Doğa ve kültür durağı Dnipro

Bu “Hafta Sonu Molası”nda Ukrayna’nın önemli kentlerinden Dnipro’ya uzanıyoruz... Şehirdeki eserlerden yemyeşil parklara uzanan kültür ve tarih dolu,keyifli bir mola olacak bu...

YAYINLAMA
GÜNCELLEME

KERİM ÜLKER

Sovyet şairlerinin, yazarlarının, müzisyenlerinin, ressamlarının, devlet adamlarının memleketi Ukrayna’dayız... Ülkenin size yakından tanıtmak istediğim kenti; Çarlık Dönemi’nin önemli kültür ve bilim merkezinden biri. Hatta, Saint Petersburg ve Moskova kadar önde gelen bir şehir... Bir anlamda kültür şehri denebilir...

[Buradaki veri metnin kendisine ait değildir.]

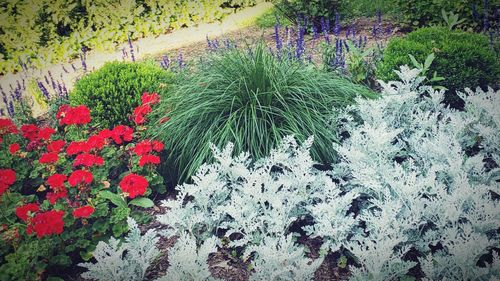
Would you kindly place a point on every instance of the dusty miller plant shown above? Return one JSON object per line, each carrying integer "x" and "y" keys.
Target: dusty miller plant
{"x": 128, "y": 260}
{"x": 255, "y": 203}
{"x": 430, "y": 176}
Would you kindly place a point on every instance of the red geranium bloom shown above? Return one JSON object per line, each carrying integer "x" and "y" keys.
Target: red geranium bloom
{"x": 30, "y": 131}
{"x": 140, "y": 113}
{"x": 143, "y": 147}
{"x": 157, "y": 146}
{"x": 47, "y": 223}
{"x": 13, "y": 148}
{"x": 77, "y": 147}
{"x": 122, "y": 133}
{"x": 46, "y": 133}
{"x": 149, "y": 159}
{"x": 56, "y": 146}
{"x": 83, "y": 212}
{"x": 49, "y": 158}
{"x": 54, "y": 196}
{"x": 56, "y": 180}
{"x": 134, "y": 185}
{"x": 22, "y": 212}
{"x": 150, "y": 98}
{"x": 80, "y": 176}
{"x": 88, "y": 160}
{"x": 7, "y": 126}
{"x": 77, "y": 115}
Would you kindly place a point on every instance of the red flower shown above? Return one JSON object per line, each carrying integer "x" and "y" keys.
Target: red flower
{"x": 56, "y": 180}
{"x": 7, "y": 126}
{"x": 54, "y": 196}
{"x": 158, "y": 146}
{"x": 49, "y": 158}
{"x": 77, "y": 147}
{"x": 140, "y": 113}
{"x": 47, "y": 223}
{"x": 83, "y": 212}
{"x": 150, "y": 98}
{"x": 7, "y": 178}
{"x": 143, "y": 147}
{"x": 122, "y": 133}
{"x": 22, "y": 212}
{"x": 77, "y": 115}
{"x": 30, "y": 131}
{"x": 96, "y": 142}
{"x": 134, "y": 185}
{"x": 149, "y": 159}
{"x": 80, "y": 176}
{"x": 46, "y": 133}
{"x": 13, "y": 148}
{"x": 88, "y": 160}
{"x": 56, "y": 146}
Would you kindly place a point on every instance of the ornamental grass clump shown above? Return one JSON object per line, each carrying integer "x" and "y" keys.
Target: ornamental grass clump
{"x": 253, "y": 99}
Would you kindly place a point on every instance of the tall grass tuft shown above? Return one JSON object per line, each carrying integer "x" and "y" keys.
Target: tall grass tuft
{"x": 253, "y": 99}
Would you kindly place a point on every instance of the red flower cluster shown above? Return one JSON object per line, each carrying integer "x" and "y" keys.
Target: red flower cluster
{"x": 80, "y": 176}
{"x": 88, "y": 160}
{"x": 83, "y": 212}
{"x": 134, "y": 185}
{"x": 46, "y": 223}
{"x": 23, "y": 212}
{"x": 144, "y": 109}
{"x": 7, "y": 178}
{"x": 49, "y": 158}
{"x": 77, "y": 115}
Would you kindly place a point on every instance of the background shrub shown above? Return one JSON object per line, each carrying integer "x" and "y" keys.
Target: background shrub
{"x": 425, "y": 12}
{"x": 113, "y": 91}
{"x": 252, "y": 99}
{"x": 49, "y": 31}
{"x": 465, "y": 59}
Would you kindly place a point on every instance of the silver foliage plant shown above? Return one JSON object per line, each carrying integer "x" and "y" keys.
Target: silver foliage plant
{"x": 255, "y": 204}
{"x": 128, "y": 260}
{"x": 428, "y": 174}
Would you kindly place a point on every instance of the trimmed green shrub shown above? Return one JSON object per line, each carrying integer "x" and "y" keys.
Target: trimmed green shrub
{"x": 113, "y": 91}
{"x": 465, "y": 59}
{"x": 425, "y": 12}
{"x": 252, "y": 99}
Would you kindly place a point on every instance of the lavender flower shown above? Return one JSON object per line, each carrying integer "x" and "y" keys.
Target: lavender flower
{"x": 44, "y": 91}
{"x": 131, "y": 48}
{"x": 337, "y": 28}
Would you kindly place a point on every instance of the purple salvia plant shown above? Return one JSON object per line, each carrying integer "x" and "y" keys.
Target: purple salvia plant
{"x": 131, "y": 47}
{"x": 44, "y": 91}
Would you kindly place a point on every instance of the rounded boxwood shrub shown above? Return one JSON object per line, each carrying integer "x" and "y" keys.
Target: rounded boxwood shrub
{"x": 113, "y": 91}
{"x": 464, "y": 59}
{"x": 252, "y": 99}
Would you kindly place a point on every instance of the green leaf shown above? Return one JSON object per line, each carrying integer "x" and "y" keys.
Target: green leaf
{"x": 142, "y": 202}
{"x": 114, "y": 198}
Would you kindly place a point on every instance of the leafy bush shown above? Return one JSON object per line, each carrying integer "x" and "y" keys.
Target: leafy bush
{"x": 429, "y": 176}
{"x": 425, "y": 12}
{"x": 314, "y": 10}
{"x": 42, "y": 31}
{"x": 465, "y": 59}
{"x": 65, "y": 188}
{"x": 115, "y": 90}
{"x": 252, "y": 99}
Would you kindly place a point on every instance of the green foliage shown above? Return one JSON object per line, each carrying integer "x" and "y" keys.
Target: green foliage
{"x": 113, "y": 91}
{"x": 465, "y": 59}
{"x": 252, "y": 99}
{"x": 313, "y": 9}
{"x": 425, "y": 12}
{"x": 47, "y": 31}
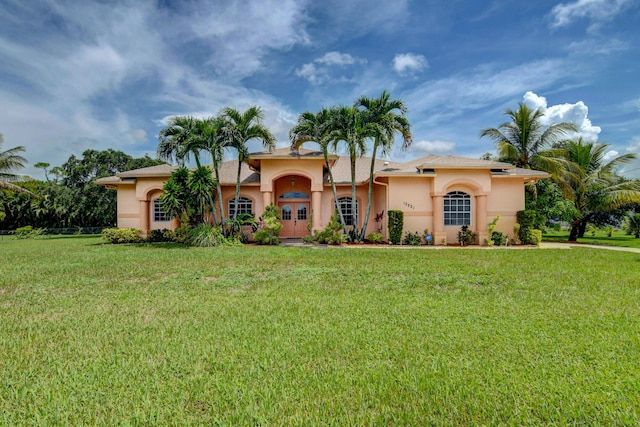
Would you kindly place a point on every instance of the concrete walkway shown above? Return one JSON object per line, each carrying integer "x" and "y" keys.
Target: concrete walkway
{"x": 567, "y": 245}
{"x": 543, "y": 245}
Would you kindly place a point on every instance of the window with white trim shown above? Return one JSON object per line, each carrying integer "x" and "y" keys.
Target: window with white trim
{"x": 457, "y": 208}
{"x": 159, "y": 214}
{"x": 245, "y": 205}
{"x": 350, "y": 217}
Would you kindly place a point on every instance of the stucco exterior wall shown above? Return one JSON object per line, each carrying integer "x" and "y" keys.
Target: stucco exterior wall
{"x": 128, "y": 207}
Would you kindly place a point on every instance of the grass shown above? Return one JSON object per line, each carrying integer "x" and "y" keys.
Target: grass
{"x": 600, "y": 237}
{"x": 165, "y": 335}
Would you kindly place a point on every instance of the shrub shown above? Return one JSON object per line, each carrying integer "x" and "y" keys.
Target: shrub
{"x": 28, "y": 232}
{"x": 333, "y": 233}
{"x": 466, "y": 236}
{"x": 491, "y": 228}
{"x": 375, "y": 237}
{"x": 527, "y": 220}
{"x": 122, "y": 235}
{"x": 208, "y": 235}
{"x": 271, "y": 227}
{"x": 535, "y": 236}
{"x": 412, "y": 239}
{"x": 264, "y": 237}
{"x": 396, "y": 224}
{"x": 164, "y": 235}
{"x": 498, "y": 238}
{"x": 633, "y": 225}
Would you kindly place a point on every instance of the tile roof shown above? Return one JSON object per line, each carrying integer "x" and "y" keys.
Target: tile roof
{"x": 341, "y": 168}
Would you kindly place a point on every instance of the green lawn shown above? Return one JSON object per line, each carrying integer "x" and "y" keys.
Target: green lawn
{"x": 164, "y": 335}
{"x": 618, "y": 238}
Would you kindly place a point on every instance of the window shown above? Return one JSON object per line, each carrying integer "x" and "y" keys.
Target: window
{"x": 245, "y": 205}
{"x": 350, "y": 217}
{"x": 286, "y": 213}
{"x": 302, "y": 213}
{"x": 159, "y": 215}
{"x": 457, "y": 208}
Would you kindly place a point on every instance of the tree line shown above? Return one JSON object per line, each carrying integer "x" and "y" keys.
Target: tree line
{"x": 584, "y": 188}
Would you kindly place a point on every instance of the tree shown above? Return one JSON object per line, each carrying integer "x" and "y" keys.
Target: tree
{"x": 175, "y": 138}
{"x": 593, "y": 185}
{"x": 382, "y": 115}
{"x": 349, "y": 125}
{"x": 527, "y": 143}
{"x": 316, "y": 128}
{"x": 238, "y": 129}
{"x": 11, "y": 161}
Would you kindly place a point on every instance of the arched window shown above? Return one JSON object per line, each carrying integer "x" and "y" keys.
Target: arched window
{"x": 159, "y": 215}
{"x": 457, "y": 208}
{"x": 350, "y": 217}
{"x": 245, "y": 205}
{"x": 286, "y": 213}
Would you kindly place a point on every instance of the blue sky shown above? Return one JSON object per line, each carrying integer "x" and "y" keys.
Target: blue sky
{"x": 107, "y": 74}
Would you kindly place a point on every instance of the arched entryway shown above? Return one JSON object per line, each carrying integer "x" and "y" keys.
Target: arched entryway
{"x": 293, "y": 198}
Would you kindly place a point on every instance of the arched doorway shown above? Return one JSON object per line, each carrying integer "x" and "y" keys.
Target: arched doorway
{"x": 293, "y": 195}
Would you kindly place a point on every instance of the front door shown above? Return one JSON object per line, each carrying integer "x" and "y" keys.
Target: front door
{"x": 295, "y": 218}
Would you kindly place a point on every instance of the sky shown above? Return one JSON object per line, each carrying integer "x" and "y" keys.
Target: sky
{"x": 78, "y": 75}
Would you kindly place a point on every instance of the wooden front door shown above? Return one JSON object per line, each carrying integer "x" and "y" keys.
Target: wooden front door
{"x": 295, "y": 218}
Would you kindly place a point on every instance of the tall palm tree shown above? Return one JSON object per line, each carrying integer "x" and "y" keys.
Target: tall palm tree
{"x": 209, "y": 133}
{"x": 527, "y": 143}
{"x": 175, "y": 141}
{"x": 10, "y": 161}
{"x": 383, "y": 115}
{"x": 316, "y": 128}
{"x": 238, "y": 129}
{"x": 349, "y": 125}
{"x": 595, "y": 187}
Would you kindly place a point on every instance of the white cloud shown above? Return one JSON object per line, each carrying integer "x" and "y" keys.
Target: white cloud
{"x": 409, "y": 63}
{"x": 596, "y": 11}
{"x": 574, "y": 113}
{"x": 425, "y": 146}
{"x": 609, "y": 155}
{"x": 321, "y": 70}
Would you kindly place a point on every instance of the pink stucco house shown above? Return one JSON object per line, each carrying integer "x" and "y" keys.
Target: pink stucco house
{"x": 440, "y": 193}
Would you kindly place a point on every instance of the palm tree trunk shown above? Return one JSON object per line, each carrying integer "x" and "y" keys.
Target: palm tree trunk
{"x": 335, "y": 192}
{"x": 219, "y": 188}
{"x": 370, "y": 195}
{"x": 354, "y": 204}
{"x": 235, "y": 202}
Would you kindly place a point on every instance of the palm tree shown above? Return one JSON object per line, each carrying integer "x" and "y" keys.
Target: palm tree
{"x": 386, "y": 122}
{"x": 595, "y": 187}
{"x": 527, "y": 143}
{"x": 238, "y": 129}
{"x": 316, "y": 128}
{"x": 10, "y": 161}
{"x": 350, "y": 125}
{"x": 209, "y": 132}
{"x": 175, "y": 138}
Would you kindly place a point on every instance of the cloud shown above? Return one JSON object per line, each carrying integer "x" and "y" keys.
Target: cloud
{"x": 596, "y": 11}
{"x": 425, "y": 146}
{"x": 409, "y": 63}
{"x": 322, "y": 69}
{"x": 574, "y": 113}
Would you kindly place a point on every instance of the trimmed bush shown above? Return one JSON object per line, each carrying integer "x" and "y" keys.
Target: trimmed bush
{"x": 122, "y": 235}
{"x": 466, "y": 236}
{"x": 396, "y": 225}
{"x": 498, "y": 238}
{"x": 412, "y": 239}
{"x": 535, "y": 236}
{"x": 28, "y": 232}
{"x": 164, "y": 235}
{"x": 374, "y": 237}
{"x": 527, "y": 220}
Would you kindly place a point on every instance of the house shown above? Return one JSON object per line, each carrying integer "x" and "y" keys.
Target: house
{"x": 440, "y": 193}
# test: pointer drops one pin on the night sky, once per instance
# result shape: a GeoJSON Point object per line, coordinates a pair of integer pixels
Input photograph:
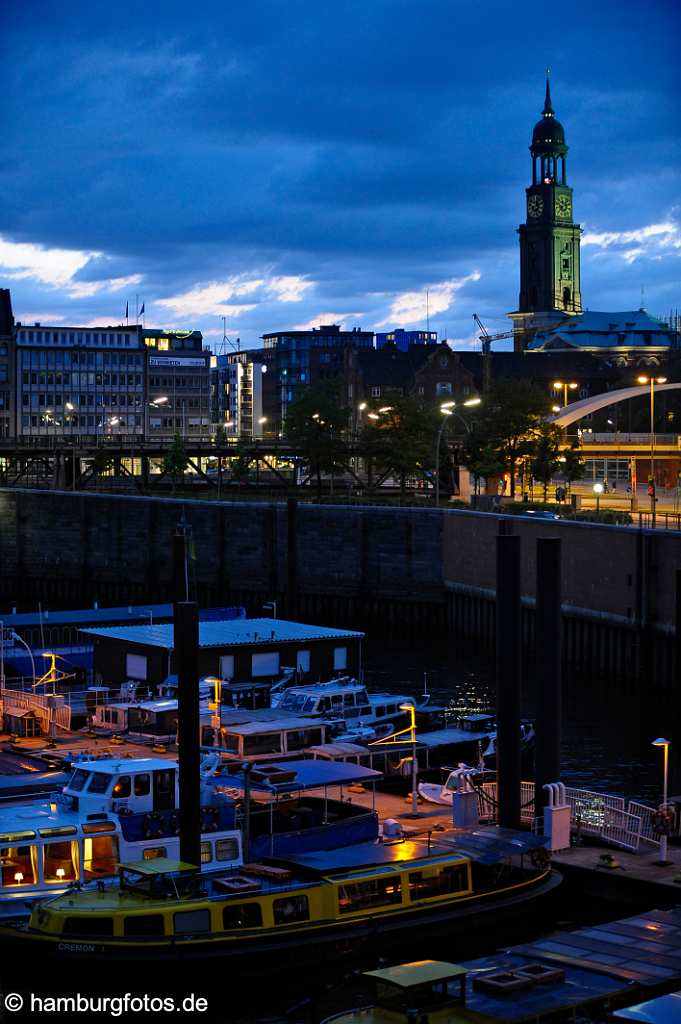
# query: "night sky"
{"type": "Point", "coordinates": [290, 163]}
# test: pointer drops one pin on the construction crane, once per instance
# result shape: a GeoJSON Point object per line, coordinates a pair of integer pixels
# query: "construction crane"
{"type": "Point", "coordinates": [486, 340]}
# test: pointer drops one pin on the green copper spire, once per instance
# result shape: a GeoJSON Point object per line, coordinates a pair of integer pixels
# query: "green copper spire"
{"type": "Point", "coordinates": [548, 109]}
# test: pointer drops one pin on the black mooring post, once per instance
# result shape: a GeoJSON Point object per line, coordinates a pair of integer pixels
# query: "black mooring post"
{"type": "Point", "coordinates": [508, 680]}
{"type": "Point", "coordinates": [180, 564]}
{"type": "Point", "coordinates": [185, 619]}
{"type": "Point", "coordinates": [675, 704]}
{"type": "Point", "coordinates": [292, 557]}
{"type": "Point", "coordinates": [549, 663]}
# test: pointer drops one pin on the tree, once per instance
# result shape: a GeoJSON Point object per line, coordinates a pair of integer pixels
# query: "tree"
{"type": "Point", "coordinates": [402, 437]}
{"type": "Point", "coordinates": [546, 459]}
{"type": "Point", "coordinates": [314, 424]}
{"type": "Point", "coordinates": [175, 461]}
{"type": "Point", "coordinates": [572, 465]}
{"type": "Point", "coordinates": [508, 421]}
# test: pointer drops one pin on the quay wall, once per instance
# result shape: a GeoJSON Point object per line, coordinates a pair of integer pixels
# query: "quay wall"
{"type": "Point", "coordinates": [367, 566]}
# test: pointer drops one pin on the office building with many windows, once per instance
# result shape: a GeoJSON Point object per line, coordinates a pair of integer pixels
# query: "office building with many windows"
{"type": "Point", "coordinates": [178, 395]}
{"type": "Point", "coordinates": [290, 355]}
{"type": "Point", "coordinates": [72, 380]}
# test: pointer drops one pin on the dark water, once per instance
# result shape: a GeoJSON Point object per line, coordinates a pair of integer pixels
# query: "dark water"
{"type": "Point", "coordinates": [607, 726]}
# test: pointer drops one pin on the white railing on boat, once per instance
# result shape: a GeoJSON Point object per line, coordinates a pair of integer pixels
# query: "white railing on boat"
{"type": "Point", "coordinates": [596, 814]}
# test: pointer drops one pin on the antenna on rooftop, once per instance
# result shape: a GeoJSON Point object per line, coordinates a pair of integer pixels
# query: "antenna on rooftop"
{"type": "Point", "coordinates": [222, 345]}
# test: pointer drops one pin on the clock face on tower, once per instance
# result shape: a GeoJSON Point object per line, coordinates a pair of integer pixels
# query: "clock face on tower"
{"type": "Point", "coordinates": [535, 206]}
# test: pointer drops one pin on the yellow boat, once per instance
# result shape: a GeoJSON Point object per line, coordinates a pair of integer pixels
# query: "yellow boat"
{"type": "Point", "coordinates": [315, 904]}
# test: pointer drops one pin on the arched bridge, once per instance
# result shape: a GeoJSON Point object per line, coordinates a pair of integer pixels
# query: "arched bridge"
{"type": "Point", "coordinates": [570, 414]}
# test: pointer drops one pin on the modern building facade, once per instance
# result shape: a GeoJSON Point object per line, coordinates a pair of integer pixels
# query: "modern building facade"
{"type": "Point", "coordinates": [178, 395]}
{"type": "Point", "coordinates": [237, 389]}
{"type": "Point", "coordinates": [73, 380]}
{"type": "Point", "coordinates": [405, 339]}
{"type": "Point", "coordinates": [289, 354]}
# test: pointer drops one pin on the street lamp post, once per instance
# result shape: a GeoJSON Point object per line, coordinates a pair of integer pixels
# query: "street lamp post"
{"type": "Point", "coordinates": [564, 386]}
{"type": "Point", "coordinates": [445, 410]}
{"type": "Point", "coordinates": [415, 770]}
{"type": "Point", "coordinates": [665, 743]}
{"type": "Point", "coordinates": [651, 481]}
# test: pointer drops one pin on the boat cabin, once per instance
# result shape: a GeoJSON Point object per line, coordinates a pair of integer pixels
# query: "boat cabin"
{"type": "Point", "coordinates": [270, 732]}
{"type": "Point", "coordinates": [418, 989]}
{"type": "Point", "coordinates": [337, 698]}
{"type": "Point", "coordinates": [237, 650]}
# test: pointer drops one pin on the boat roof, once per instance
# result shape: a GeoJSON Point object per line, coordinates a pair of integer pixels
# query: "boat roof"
{"type": "Point", "coordinates": [115, 766]}
{"type": "Point", "coordinates": [418, 973]}
{"type": "Point", "coordinates": [131, 613]}
{"type": "Point", "coordinates": [226, 633]}
{"type": "Point", "coordinates": [440, 737]}
{"type": "Point", "coordinates": [275, 724]}
{"type": "Point", "coordinates": [663, 1010]}
{"type": "Point", "coordinates": [309, 774]}
{"type": "Point", "coordinates": [363, 856]}
{"type": "Point", "coordinates": [158, 865]}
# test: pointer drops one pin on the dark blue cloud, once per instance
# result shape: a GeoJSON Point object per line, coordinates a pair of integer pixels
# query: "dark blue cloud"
{"type": "Point", "coordinates": [372, 148]}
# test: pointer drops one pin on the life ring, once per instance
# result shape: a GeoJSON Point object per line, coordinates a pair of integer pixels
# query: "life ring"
{"type": "Point", "coordinates": [541, 857]}
{"type": "Point", "coordinates": [209, 818]}
{"type": "Point", "coordinates": [153, 824]}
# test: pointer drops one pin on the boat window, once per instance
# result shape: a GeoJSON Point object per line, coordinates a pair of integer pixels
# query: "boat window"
{"type": "Point", "coordinates": [143, 924]}
{"type": "Point", "coordinates": [154, 852]}
{"type": "Point", "coordinates": [268, 742]}
{"type": "Point", "coordinates": [189, 922]}
{"type": "Point", "coordinates": [88, 927]}
{"type": "Point", "coordinates": [99, 856]}
{"type": "Point", "coordinates": [122, 787]}
{"type": "Point", "coordinates": [226, 849]}
{"type": "Point", "coordinates": [98, 782]}
{"type": "Point", "coordinates": [423, 885]}
{"type": "Point", "coordinates": [290, 909]}
{"type": "Point", "coordinates": [18, 865]}
{"type": "Point", "coordinates": [365, 895]}
{"type": "Point", "coordinates": [78, 779]}
{"type": "Point", "coordinates": [60, 861]}
{"type": "Point", "coordinates": [242, 915]}
{"type": "Point", "coordinates": [142, 785]}
{"type": "Point", "coordinates": [340, 657]}
{"type": "Point", "coordinates": [298, 739]}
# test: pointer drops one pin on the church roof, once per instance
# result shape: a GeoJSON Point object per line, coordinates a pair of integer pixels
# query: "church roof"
{"type": "Point", "coordinates": [604, 330]}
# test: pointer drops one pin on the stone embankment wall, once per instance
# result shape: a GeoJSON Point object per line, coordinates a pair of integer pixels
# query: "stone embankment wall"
{"type": "Point", "coordinates": [369, 566]}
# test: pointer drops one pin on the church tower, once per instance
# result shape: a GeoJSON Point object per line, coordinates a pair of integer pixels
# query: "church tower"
{"type": "Point", "coordinates": [549, 239]}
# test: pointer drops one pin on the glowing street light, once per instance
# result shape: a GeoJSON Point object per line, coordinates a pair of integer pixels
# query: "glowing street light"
{"type": "Point", "coordinates": [665, 743]}
{"type": "Point", "coordinates": [412, 727]}
{"type": "Point", "coordinates": [652, 381]}
{"type": "Point", "coordinates": [564, 387]}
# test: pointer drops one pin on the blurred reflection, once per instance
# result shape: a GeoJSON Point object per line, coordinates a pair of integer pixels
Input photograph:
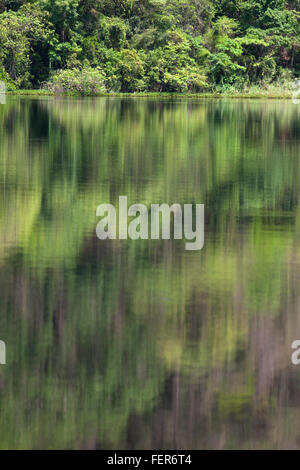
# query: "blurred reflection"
{"type": "Point", "coordinates": [140, 344]}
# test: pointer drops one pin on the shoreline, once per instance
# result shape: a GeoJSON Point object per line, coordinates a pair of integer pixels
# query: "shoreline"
{"type": "Point", "coordinates": [212, 95]}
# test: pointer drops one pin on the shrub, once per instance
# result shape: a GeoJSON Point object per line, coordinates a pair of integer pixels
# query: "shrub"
{"type": "Point", "coordinates": [86, 81]}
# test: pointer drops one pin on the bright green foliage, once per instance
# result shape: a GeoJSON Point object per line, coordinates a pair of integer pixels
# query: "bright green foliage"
{"type": "Point", "coordinates": [151, 45]}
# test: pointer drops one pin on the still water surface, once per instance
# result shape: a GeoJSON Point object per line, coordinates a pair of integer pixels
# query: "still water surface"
{"type": "Point", "coordinates": [141, 344]}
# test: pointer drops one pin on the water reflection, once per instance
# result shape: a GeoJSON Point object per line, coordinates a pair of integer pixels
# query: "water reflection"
{"type": "Point", "coordinates": [140, 344]}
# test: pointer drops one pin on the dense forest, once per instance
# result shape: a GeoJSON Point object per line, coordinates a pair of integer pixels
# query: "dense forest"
{"type": "Point", "coordinates": [94, 46]}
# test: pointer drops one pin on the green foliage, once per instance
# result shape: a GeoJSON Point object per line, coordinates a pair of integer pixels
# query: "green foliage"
{"type": "Point", "coordinates": [85, 81]}
{"type": "Point", "coordinates": [152, 45]}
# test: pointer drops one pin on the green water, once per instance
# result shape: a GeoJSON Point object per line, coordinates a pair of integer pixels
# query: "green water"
{"type": "Point", "coordinates": [142, 344]}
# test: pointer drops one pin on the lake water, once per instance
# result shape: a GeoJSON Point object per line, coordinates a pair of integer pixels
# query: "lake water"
{"type": "Point", "coordinates": [142, 344]}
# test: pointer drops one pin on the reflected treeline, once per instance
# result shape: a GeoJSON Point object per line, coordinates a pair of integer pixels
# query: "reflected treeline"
{"type": "Point", "coordinates": [140, 344]}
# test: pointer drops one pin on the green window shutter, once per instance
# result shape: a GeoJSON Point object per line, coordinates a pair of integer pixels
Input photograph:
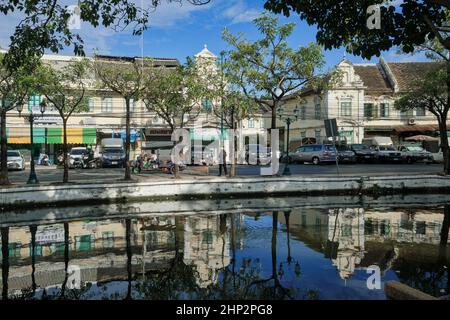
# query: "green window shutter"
{"type": "Point", "coordinates": [39, 135]}
{"type": "Point", "coordinates": [89, 136]}
{"type": "Point", "coordinates": [54, 136]}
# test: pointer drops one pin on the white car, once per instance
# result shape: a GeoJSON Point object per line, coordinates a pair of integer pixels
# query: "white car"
{"type": "Point", "coordinates": [15, 160]}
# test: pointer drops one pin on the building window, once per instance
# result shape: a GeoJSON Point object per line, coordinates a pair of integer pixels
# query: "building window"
{"type": "Point", "coordinates": [317, 135]}
{"type": "Point", "coordinates": [91, 104]}
{"type": "Point", "coordinates": [317, 110]}
{"type": "Point", "coordinates": [346, 109]}
{"type": "Point", "coordinates": [303, 112]}
{"type": "Point", "coordinates": [108, 239]}
{"type": "Point", "coordinates": [302, 134]}
{"type": "Point", "coordinates": [33, 103]}
{"type": "Point", "coordinates": [420, 111]}
{"type": "Point", "coordinates": [132, 105]}
{"type": "Point", "coordinates": [384, 110]}
{"type": "Point", "coordinates": [107, 104]}
{"type": "Point", "coordinates": [368, 110]}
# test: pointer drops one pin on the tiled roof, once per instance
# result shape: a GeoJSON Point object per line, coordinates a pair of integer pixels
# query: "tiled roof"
{"type": "Point", "coordinates": [406, 72]}
{"type": "Point", "coordinates": [373, 79]}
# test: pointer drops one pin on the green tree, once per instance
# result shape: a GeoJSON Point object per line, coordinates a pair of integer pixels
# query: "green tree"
{"type": "Point", "coordinates": [14, 88]}
{"type": "Point", "coordinates": [410, 25]}
{"type": "Point", "coordinates": [267, 69]}
{"type": "Point", "coordinates": [175, 95]}
{"type": "Point", "coordinates": [124, 77]}
{"type": "Point", "coordinates": [65, 90]}
{"type": "Point", "coordinates": [45, 24]}
{"type": "Point", "coordinates": [430, 92]}
{"type": "Point", "coordinates": [406, 23]}
{"type": "Point", "coordinates": [232, 107]}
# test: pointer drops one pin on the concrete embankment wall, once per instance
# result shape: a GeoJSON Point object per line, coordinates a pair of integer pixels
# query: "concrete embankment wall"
{"type": "Point", "coordinates": [219, 188]}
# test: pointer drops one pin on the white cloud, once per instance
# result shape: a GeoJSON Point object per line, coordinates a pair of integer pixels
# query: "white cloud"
{"type": "Point", "coordinates": [239, 12]}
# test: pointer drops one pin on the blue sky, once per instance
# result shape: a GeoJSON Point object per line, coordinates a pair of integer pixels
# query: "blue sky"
{"type": "Point", "coordinates": [177, 31]}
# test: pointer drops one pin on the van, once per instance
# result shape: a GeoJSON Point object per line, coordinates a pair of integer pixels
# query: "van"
{"type": "Point", "coordinates": [378, 141]}
{"type": "Point", "coordinates": [315, 153]}
{"type": "Point", "coordinates": [113, 153]}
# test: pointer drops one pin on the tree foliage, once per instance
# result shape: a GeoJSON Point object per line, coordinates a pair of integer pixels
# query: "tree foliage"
{"type": "Point", "coordinates": [267, 69]}
{"type": "Point", "coordinates": [45, 23]}
{"type": "Point", "coordinates": [405, 23]}
{"type": "Point", "coordinates": [124, 77]}
{"type": "Point", "coordinates": [65, 91]}
{"type": "Point", "coordinates": [175, 94]}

Aniden karşınıza çıkan bir açık hava müzesi

Sovyetler döneminde ise ağır sanayi, maden ve havacılık üssü haline gelmiş burası... Bugün bile sokaklarında yürürken, bu özelliğini çağrıştıracak sürprizlerle dolu... Örneğin bir anda karşınıza binlerce yıllık geçmişi olan heykellerin yer aldığı bir açık hava müzesi çıkabiliyor... Ya da bir bakmışsınız onlarca metre yüksekliğindeki dev uzay roketleri karşınızda.... Şaşırmayın diye en baştan söyleyeyim dedim...
Dnipro’dan bahsediyorum.

Şehrin adı Dinyeper'den geliyor

Şehrin, adını aldığı Dinyeper nehri kadar “uzun” bir hikâyesi var. Önce isminden başlayayım isterseniz, tabii kısaca... Dnipro’nun Türklerle tanışması oldukça eski bir hikâye. Yavornytsky Caddesi’nde dolaşırken, hani yukarıda bahsettiğim açık hava müzesi şeklindeki Kıpçak Türkleri’ne ait heykellere rastgeldiğinizde bunu zaten hissedeceksiniz... Eski Türkler, işte Dnipro'dan geçen Dinyeper nehrine “Uzun” derlermiş... Adını da hak ediyor doğrusu: 2 bin 290 kilometrelik ölçüsüyle İdil ile Tuna’nın ardından Avrupa’nın en uzun nehirlerinden biri... Dnipro da işte bu nehrin kıyısında yayılmış bir şehir. Bugün nüfusu 1 milyon kişiye dayanmış durumda. Bu rakamla Ukrayna’nın en kalabalık kentlerinden biri... Yaklaşık üç saatlik bir yolculuk sonunda ulaşabileceğiniz şehirde neler yapabileceğinize dair bilgi vermeden önce bizlerle olan bir bağını da kısaca anlatayım isterseniz... Bir dönem Osmanlı İmparatorluğu sınırları içinde yer alan Dnipro’nun Rus hakimiyetine geçmesi 1774 yılında imzalanan Küçük Kaynarca Anlaşması’na dayanıyor...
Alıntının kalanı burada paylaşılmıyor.